Bei Vergaben ab den EU-Schwellenwerten hält es der Europäische Rat in seinen Schlussfolgerungen vom 12. Dezember 2008 auf Grund des außergewöhnlichen Charakters der gegenwärtigen Wirtschaftslage für gerechtfertigt, in den Jahren 2009 und 2010 die beschleunigten Verfahren der Richtlinien über das öffentliche Beschaffungswesen anzuwenden, um die Dauer des Ausschreibungsprozesses bei Verfahren für Großprojekte der öffentlichen Hand zu verkürzen.

Die EU-Kommission hat dies aufgegriffen und die Annahme der Dringlichkeit im Rahmen der Bewerbungs- und Angebotsfrist für alle größeren öffentlichen Projekte für den o. a. Zeitraum gerechtfertigt. In diesem Zusammenhang empfiehlt die EU-Kommission die verkürzten Fristen im „beschleunigten nicht offenen Verfahren“ voll auszuschöpfen. Daher ist die Anwendung der beschleunigten Verfahren bei der Vergabe von Bau-, Liefer- und Dienstleistungen mit den aus Dringlichkeitsgründen zulässigen Fristverkürzungen (§ 18a Nr. 2 VOL/A, § 18a Nrn. 2 und 3 VOB/A, § 14 Abs. 2 VOF) ohne Nachweis eines Ausnahmetatbestands gerechtfertigt. § 13 Vergabeverordnung (VgV) ist zu beachten.

Darüber hinausgehende Interpretationsspielräume der EU-Vergaberichtlinien sind daraus nicht abzuleiten.

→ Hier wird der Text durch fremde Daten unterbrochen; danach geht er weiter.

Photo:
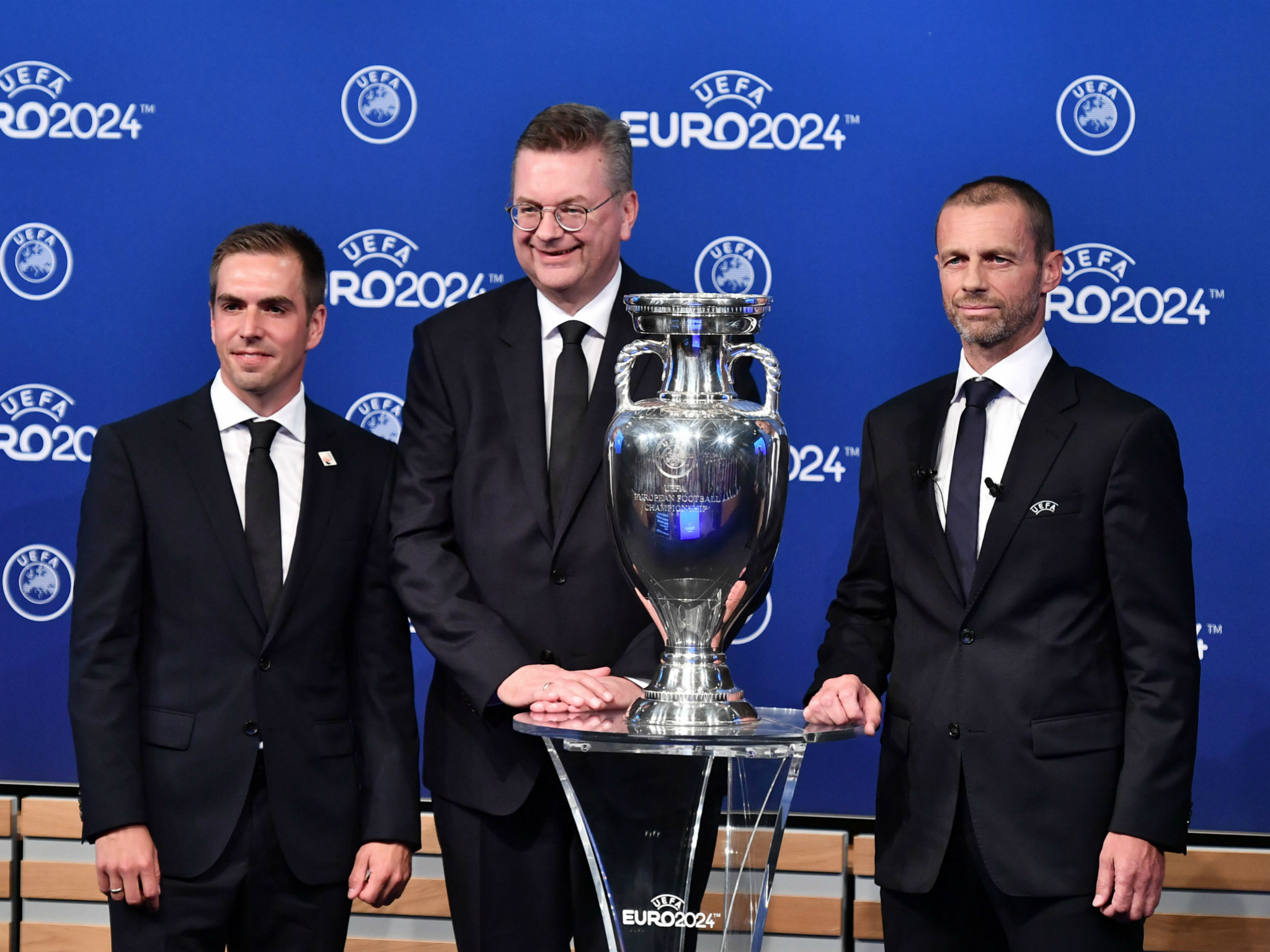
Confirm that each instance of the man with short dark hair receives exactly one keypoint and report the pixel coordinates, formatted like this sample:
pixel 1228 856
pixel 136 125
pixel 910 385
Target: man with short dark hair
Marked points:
pixel 1020 586
pixel 242 694
pixel 504 553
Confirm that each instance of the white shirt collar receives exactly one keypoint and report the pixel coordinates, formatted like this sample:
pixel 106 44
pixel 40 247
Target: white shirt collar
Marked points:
pixel 1018 374
pixel 595 314
pixel 230 412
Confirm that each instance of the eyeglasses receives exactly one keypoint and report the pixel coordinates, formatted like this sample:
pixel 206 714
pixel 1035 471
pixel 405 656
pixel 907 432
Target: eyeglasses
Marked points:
pixel 571 218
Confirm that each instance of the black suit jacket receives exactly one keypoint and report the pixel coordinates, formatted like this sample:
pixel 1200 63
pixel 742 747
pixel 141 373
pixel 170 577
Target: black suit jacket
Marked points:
pixel 172 659
pixel 491 580
pixel 1071 678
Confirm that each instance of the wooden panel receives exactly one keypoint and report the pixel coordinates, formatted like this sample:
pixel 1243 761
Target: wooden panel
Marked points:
pixel 48 816
pixel 56 937
pixel 75 881
pixel 1207 933
pixel 793 915
pixel 1219 870
pixel 429 835
pixel 863 856
pixel 801 852
pixel 868 919
pixel 420 897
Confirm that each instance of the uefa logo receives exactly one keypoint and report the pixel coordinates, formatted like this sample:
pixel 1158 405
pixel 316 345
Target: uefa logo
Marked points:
pixel 380 414
pixel 36 262
pixel 1095 115
pixel 379 104
pixel 756 626
pixel 733 266
pixel 38 583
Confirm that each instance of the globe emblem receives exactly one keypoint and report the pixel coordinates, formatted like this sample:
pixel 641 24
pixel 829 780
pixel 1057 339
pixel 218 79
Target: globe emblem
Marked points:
pixel 379 104
pixel 38 583
pixel 1096 115
pixel 733 275
pixel 35 260
pixel 383 425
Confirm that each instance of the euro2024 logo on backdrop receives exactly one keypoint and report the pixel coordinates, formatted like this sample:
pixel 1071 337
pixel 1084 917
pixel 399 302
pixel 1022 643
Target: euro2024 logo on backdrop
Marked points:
pixel 728 130
pixel 733 266
pixel 380 413
pixel 1095 287
pixel 38 583
pixel 1095 115
pixel 36 262
pixel 379 104
pixel 401 287
pixel 24 113
pixel 37 430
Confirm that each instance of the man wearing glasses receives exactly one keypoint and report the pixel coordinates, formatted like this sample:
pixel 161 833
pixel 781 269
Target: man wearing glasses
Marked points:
pixel 504 553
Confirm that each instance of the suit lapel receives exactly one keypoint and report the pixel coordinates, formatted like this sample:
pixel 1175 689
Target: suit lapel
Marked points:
pixel 1042 434
pixel 316 499
pixel 203 457
pixel 601 407
pixel 518 362
pixel 923 456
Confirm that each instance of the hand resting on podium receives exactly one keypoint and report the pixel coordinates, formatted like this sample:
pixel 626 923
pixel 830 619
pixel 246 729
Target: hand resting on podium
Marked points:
pixel 845 700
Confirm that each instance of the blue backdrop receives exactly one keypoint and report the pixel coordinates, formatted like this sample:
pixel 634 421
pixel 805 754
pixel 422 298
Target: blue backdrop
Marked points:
pixel 806 148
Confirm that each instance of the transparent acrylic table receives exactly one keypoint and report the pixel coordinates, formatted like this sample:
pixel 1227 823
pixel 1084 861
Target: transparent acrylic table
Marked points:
pixel 651 824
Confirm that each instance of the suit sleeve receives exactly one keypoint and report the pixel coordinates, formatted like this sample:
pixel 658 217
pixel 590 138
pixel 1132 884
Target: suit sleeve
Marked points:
pixel 861 619
pixel 106 635
pixel 469 639
pixel 1148 553
pixel 384 715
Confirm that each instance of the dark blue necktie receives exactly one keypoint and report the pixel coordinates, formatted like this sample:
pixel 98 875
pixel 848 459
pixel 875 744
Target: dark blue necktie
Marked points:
pixel 962 521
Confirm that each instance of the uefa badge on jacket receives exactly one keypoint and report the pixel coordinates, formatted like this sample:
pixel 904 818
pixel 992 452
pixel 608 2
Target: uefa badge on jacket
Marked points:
pixel 696 495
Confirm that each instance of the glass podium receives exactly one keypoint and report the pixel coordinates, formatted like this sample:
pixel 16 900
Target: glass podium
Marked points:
pixel 654 827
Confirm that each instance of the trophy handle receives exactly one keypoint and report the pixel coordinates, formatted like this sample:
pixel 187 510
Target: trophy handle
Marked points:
pixel 626 363
pixel 770 367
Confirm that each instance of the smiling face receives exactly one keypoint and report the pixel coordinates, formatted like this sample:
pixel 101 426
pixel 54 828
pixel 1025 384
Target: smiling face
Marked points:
pixel 571 268
pixel 993 286
pixel 260 328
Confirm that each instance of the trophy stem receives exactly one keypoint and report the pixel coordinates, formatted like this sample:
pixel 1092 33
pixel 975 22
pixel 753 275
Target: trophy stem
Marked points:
pixel 693 689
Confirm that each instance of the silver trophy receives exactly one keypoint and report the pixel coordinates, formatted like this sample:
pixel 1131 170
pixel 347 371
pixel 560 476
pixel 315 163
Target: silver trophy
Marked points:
pixel 696 495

III. Anwendung der Regelungen bei Zuwendungsmaßnahmen

Die vorgenannten Regelungen sollen gleichermaßen für Zuwendungsempfänger
(§§ 23, 44 LHO), die die VOL/A und VOB/A gemäß Zuwendungsrecht anzuwenden
haben, gelten. Die zuständigen Landesministerien haben dies bei den Zuwendungs-bewilligungsverfahren zu beachten.

IV. Geltungsbereich, Inkrafttreten und Geltungsdauer

1. Die Regelungen sind von allen Landesbehörden als einheitliche Richtlinie im Sinne des § 55 Abs. 2 LHO und den landesummittelbaren juristischen Personen
(§ 105 LHO), soweit für sie § 55 LHO entsprechend gilt, ab sofort anzuwenden.

2. Den übrigen öffentlichen Auftraggebern in Rheinland-Pfalz, insbesondere den Gemeinden, den Gemeindeverbänden und kommunalen Zweckverbänden, wird die Anwendung dieser Regelungen empfohlen.

3. Diesem Erlass entgegenstehende Regelungen in Verwaltungsvorschriften und Rundschreiben werden bis zum 31.12.2010 ausgesetzt.

4. Die Regelungen treten mit Ablauf des 31.12.2010 außer Kraft.